The answer lies in the difference between happiness and joy. Happiness depends on circumstances—on things going well, on receiving good news, on life unfolding as we plan and hope. Joy, however, is something deeper. Joy is the choice to affirm life even when circumstances would justify despair.
As Tevye from “Fiddler on the Roof” famously sang: “God would like us to be joyful, even when our hearts lie panting on the floor.”
Although these words come from a fictional musical, they echo a profound reality in Jewish thought. In 1964, when Chana Schneerson, the mother of the Lubavitcher Rebbe—Rabbi Menachem Mendel Schneerson—passed away, many esteemed rabbis and Jewish leaders came to pay their respects to the Rebbe. One of them asked, “If it is a commandment to serve God with joy, how can one possibly fulfill this in a state of mourning?”
The Rebbe answered that while it is painful to mourn, there is a joy that runs even deeper than our circumstances, and that is the joy of fulfilling God’s will. When we serve our Creator, we tap into a joy that exists beyond our personal pain. This joy doesn’t erase our grief, but coexists with it, allowing us to move forward even in our darkest moments.

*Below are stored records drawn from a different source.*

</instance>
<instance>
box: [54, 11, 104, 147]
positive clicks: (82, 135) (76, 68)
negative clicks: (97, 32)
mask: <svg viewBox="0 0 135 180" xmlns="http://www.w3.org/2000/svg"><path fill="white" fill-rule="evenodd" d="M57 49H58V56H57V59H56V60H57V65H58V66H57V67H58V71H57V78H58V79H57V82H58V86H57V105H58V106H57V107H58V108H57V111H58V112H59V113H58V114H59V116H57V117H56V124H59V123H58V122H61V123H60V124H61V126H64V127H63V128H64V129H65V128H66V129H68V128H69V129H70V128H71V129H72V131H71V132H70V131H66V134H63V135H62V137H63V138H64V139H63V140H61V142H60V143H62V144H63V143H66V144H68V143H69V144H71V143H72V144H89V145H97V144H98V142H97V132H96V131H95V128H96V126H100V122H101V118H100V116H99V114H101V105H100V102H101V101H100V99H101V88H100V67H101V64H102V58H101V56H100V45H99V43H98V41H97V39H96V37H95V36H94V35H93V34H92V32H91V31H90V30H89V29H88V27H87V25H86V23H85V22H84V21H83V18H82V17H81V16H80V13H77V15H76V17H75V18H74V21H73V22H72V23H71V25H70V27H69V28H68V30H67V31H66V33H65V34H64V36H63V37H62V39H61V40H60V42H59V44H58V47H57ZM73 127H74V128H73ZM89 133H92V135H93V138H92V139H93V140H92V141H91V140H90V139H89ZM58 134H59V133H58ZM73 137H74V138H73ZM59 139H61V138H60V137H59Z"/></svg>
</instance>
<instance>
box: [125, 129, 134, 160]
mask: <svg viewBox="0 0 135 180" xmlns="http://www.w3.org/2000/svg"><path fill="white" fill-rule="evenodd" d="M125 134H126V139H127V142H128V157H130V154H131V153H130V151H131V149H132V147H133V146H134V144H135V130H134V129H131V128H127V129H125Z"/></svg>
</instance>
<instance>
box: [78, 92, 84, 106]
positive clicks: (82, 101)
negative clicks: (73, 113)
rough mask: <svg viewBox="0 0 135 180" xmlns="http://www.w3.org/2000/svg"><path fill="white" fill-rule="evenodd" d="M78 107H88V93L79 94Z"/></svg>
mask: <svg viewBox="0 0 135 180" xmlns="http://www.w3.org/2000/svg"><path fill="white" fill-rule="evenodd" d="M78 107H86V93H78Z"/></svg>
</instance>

This sense of coexistence between joy and suffering has existed throughout Jewish history. From our people’s earliest victories over our oppressors through Michelle’s triumphant walk down the aisle, we acknowledge that the very act of rising—of moving forward, of declaring joy in the face of devastation is an example of profound defiance, faith and healing.
Michelle’s walk to the chuppah didn’t begin at the end of the red carpet or even on Oct. 7, but stretches back through 3,500 years of Jewish triumph. Every step she took was a victory over our enemies—over the Egyptians, who sought to erase us 3,300 years ago; over the Romans, who attempted the same 2,000 years ago; over the Spaniards, who sought to eradicate us 500 years ago; and over the Nazis, who tried to exterminate us 80 years ago and failed miserably.
Her steps weren’t without pain. But she understood that we dance through darkness not because the pain isn’t real, but because the light within us shines brighter than any darkness.
Our people’s secret to resilience also comes through our unparalleled unity. Michelle’s recovery was sustained by her husband Rinat’s unwavering presence. Rabbi Zeira’s spirit is lifted by thousands of Jews worldwide who pray for him, visit his bedside and send his family messages of hope.
What we learn from every wedding, bar mitzvah and celebratory occasion is that as Jews, we never dance alone. We are held up by the love of those closest to us and carried forward by the prayers and support of our entire people. That refusal to let anyone face their darkness in isolation is what has sustained us in the past and will continue in the future.
This Simchat Torah, as we celebrate and mourn simultaneously, let us remember: Joy is not the absence of pain, but the refusal to let pain have the final word. Whether we’re taking our first steps after trauma, supporting someone through a journey to recovery or simply showing up for our community when it feels impossible, we are all dancing through darkness together.
For this is what it means to be Jewish—to move forward, even when enduring pain. To declare, “I want to get up and dance,” even from a hospital bed. And to keep dancing, even when the music seems to have stopped.